During this entire saga with Anne, Elly was doing great. She showed no signs of sickness, which we were so thankful for since things go south very quickly with her. Monday morning, Anne was still doing great. I did a site change on Anne, which Elly was wonderful and "helped" with. Then, 830am arrives. Elly starts to complain of a tummy-ache. Oh no. Please don't let Elly be getting sick now. Then, without warning, Elly throws up. And then she throws up again. And then again. 3 times in an hour. And then I check for ketones, and they are quite large (like 2.1). I page the on-call doctor again and talk with him about what we should do. We decided to increase her basal rate for a few hours to help lower the ketones and push fluids to help keep her hydrated. Unfortunately, every time Elly would drink, she would throw it up. By the time 12N arrived, I had had enough and decided it was time to take Elly into urgent care. Just as I was getting things together to leave, the urgent care doctor called the check on Anne. I told him Anne was great but Elly was not. He said to bring her right in and he would have orders ready for an IV as well as zofran to help stop the nausea. He told me that they will start her IV in the hall if they have to. I was so thankful that he called, because when we arrived at urgent care, we waited less than 5 minutes before we were whisked into a room the the doctor has reserved for us (he picked one with a rocking chair just in case I had Anne with me. I thought that was so sweet of him to think of us like that). The nurse was able to start the IV and drew blood to start labs.

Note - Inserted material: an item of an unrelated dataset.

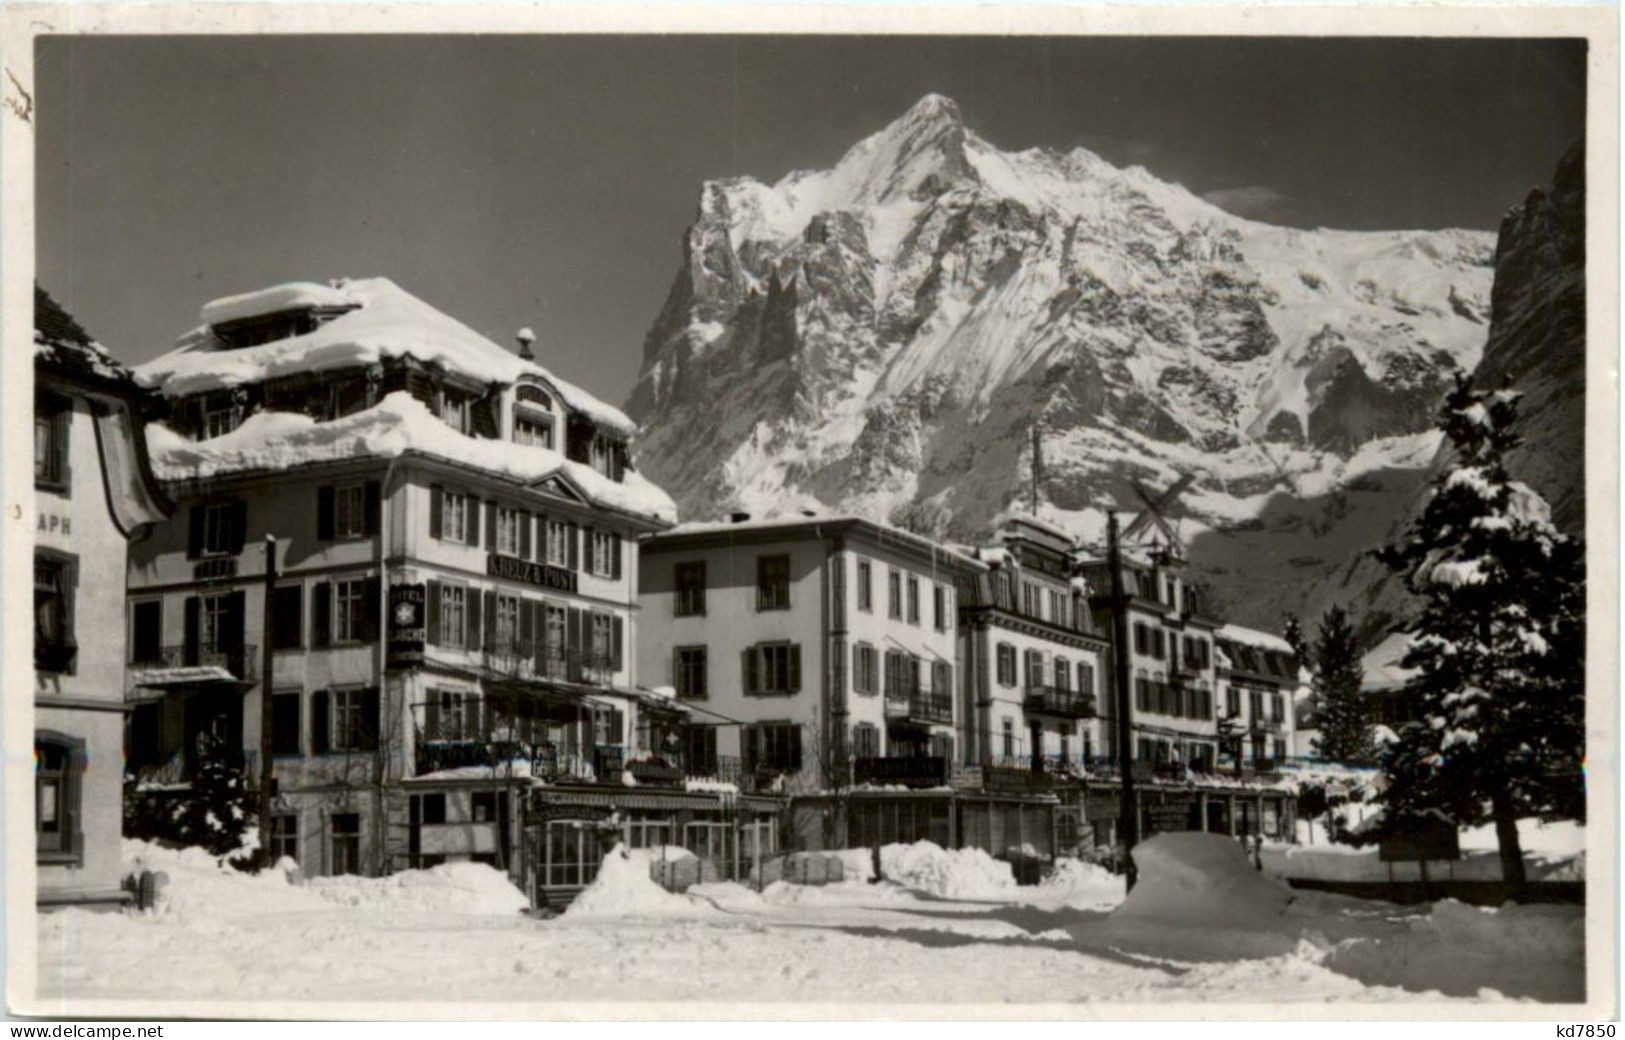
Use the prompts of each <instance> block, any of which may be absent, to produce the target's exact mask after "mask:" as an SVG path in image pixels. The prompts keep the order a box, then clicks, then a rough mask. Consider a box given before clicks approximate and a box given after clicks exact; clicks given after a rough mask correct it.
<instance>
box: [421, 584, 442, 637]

After just one bolus of IV fluids, Elly looked and acted a lot better. Unfortunately, when her labs came back, her numbers told a different story. She had very large ketones and it looked like Elly was heading into diabetic ketoacidosis (DKA). They told us that we needed to go up to Doernbecher Children's Hospital because she needed to be observed at least overnight.

So, off to Doernbecher Elly and I go. We were lucky enough that she was able to keep the IV that was placed at urgent care so she didn't have to be poked again at the hospital. Once at the hospital, they drew more labs and her numbers had worsened. This information caused Elly to be admitted rather than "observed." Overnight, they pushed the IV fluids and we were giving her massive boluses via her insulin pump to flush out the ketones. By the next morning, her ketones were down to a moderate level and we were released. Once home, Elly was able to eat and drink, and within 24 hours she was back to her normal, 4 year old self.

The scary thing about this is that all Elly had (Anne as well) was a stomach virus, which was something that has been going around like crazy recently. To a child without D, a virus like this usually won't be a cause for too much concern. If Elly didn't have D, I would have just given her lots of TLC at home and if a trip to urgent care was needed for some IV fluids, that would have taken care of it and we would have been free to go home. But when you have D, a simple virus can prove fatal. At urgent care, the doctor told me that we caught this very early, because if we had waited much longer, Elly would have gone into DKA. I am still amazed at how fast Elly got sick. 3 1/2 hours. That was all it was. 3 1/2 hours. Way too scary.

The urgent care doctor also told me that he was amazed at how fast Elly got sick. I told him on Saturday when I brought Anne in the first time that I wasn't going to take any chances due to how fast her sister gets sick. I don't think he truly believed me that when Elly gets sick, she gets sick quickly. He believes me now! Sometimes I feel like I'm over-reacting when my girls get sick, or that some doctors feel like I am over-reacting, but I would rather do that and keep them safe.